The country's most important art collector, Leopold founded the museum of the same name in 2001, exhibiting prized works by such famed Austrian artists as Gustav Klimt and Oskar Kokoschka, and the largest collection of Egon Schiele paintings and sketches in the world.

However, he also came under fire over the origins of some of his paintings, which critics said had been stolen by the Nazis from their previous Jewish owners.

Although Austria passed legislation on the restitution of looted art in 1998, the Leopold Museum -- a private foundation -- managed to avoid returning any paintings and its founder, widely acknowledged as one of the world's main Schiele experts, always denied knowingly acquiring stolen Jewish objects.

Leopold opposed any restitutions, preferring to offer compensation instead, even after an independent commission investigated the provenance of 23 disputed paintings from the Leopold Museum's collection last year.

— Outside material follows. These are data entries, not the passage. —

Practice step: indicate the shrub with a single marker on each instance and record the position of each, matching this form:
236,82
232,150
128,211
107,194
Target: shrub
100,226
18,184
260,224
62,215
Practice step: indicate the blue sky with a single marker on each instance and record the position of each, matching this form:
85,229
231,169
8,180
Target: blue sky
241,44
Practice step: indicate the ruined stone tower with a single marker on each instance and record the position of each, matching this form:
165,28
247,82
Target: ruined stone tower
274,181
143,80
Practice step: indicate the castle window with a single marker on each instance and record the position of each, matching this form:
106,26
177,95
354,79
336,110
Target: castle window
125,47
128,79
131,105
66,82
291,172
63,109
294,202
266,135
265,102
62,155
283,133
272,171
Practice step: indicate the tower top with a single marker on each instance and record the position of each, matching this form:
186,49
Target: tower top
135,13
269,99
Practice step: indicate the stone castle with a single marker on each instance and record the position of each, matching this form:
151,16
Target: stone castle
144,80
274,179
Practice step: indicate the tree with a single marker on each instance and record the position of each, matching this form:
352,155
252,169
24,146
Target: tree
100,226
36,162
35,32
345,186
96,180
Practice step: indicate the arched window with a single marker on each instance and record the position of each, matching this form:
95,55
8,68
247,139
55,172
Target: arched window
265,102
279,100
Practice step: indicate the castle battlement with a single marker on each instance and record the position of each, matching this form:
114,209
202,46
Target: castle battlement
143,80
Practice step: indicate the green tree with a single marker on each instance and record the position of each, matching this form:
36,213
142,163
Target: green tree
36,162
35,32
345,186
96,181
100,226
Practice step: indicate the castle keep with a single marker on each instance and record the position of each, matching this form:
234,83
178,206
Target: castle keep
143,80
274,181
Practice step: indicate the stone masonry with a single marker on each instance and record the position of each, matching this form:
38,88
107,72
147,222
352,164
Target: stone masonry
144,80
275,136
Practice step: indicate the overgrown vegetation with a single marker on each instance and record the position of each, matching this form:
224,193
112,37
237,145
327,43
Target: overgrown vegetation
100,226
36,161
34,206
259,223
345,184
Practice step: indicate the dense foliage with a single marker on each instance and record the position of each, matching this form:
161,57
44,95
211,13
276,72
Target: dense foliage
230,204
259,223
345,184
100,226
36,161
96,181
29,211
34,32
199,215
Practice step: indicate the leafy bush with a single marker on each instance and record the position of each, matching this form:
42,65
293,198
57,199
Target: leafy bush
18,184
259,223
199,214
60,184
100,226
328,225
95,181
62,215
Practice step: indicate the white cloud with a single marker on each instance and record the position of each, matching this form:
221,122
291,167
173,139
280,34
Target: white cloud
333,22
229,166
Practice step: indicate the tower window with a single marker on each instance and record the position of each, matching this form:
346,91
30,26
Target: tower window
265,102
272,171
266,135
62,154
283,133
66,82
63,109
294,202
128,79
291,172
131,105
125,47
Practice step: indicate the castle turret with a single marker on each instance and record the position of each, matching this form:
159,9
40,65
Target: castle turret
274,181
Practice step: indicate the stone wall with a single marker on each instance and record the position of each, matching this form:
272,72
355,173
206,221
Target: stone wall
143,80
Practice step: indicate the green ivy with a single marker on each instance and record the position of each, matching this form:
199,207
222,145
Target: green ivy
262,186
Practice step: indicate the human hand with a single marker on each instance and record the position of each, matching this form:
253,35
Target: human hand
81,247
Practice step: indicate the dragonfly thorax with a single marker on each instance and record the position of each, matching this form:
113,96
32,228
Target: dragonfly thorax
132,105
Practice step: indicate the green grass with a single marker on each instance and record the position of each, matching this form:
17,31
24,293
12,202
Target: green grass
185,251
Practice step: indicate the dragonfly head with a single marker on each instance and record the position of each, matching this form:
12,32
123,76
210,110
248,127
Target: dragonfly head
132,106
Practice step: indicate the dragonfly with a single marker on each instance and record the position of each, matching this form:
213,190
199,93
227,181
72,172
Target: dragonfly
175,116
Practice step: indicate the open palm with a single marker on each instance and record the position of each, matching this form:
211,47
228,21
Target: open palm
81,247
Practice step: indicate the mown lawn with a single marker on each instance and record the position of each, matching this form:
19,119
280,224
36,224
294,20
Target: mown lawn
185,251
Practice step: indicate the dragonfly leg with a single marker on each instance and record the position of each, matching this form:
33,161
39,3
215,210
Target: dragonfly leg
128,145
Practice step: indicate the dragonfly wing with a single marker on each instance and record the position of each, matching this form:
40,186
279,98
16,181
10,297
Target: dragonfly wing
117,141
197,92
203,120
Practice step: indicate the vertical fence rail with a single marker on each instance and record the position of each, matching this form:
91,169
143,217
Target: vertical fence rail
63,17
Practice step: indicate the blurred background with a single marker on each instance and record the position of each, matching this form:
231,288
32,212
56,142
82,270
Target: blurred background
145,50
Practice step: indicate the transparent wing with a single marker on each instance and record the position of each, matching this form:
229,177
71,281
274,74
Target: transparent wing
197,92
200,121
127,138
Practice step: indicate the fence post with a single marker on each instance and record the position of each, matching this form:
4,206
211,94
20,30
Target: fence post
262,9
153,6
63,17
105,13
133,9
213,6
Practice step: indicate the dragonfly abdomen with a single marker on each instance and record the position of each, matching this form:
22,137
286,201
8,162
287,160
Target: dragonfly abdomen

Born in 1925 in Vienna, Leopold first studied medicine after World War II.

He started collecting paintings and other artworks as early as 1947, focusing at first on the old masters and on 19th-century art, before he became acquainted with Schiele's work in 1950.

Five years later, he organised an exhibit on contemporary Austrian art in Amsterdam, with a selection of works by Schiele, that attracted international attention.

By the 1990s, his collection counted some 5,000 works of art and was estimated to be worth 7.9 billion schilling (574 million euros, 884 million dollars).

He died Tuesday morning in a Vienna hospital, according to the museum.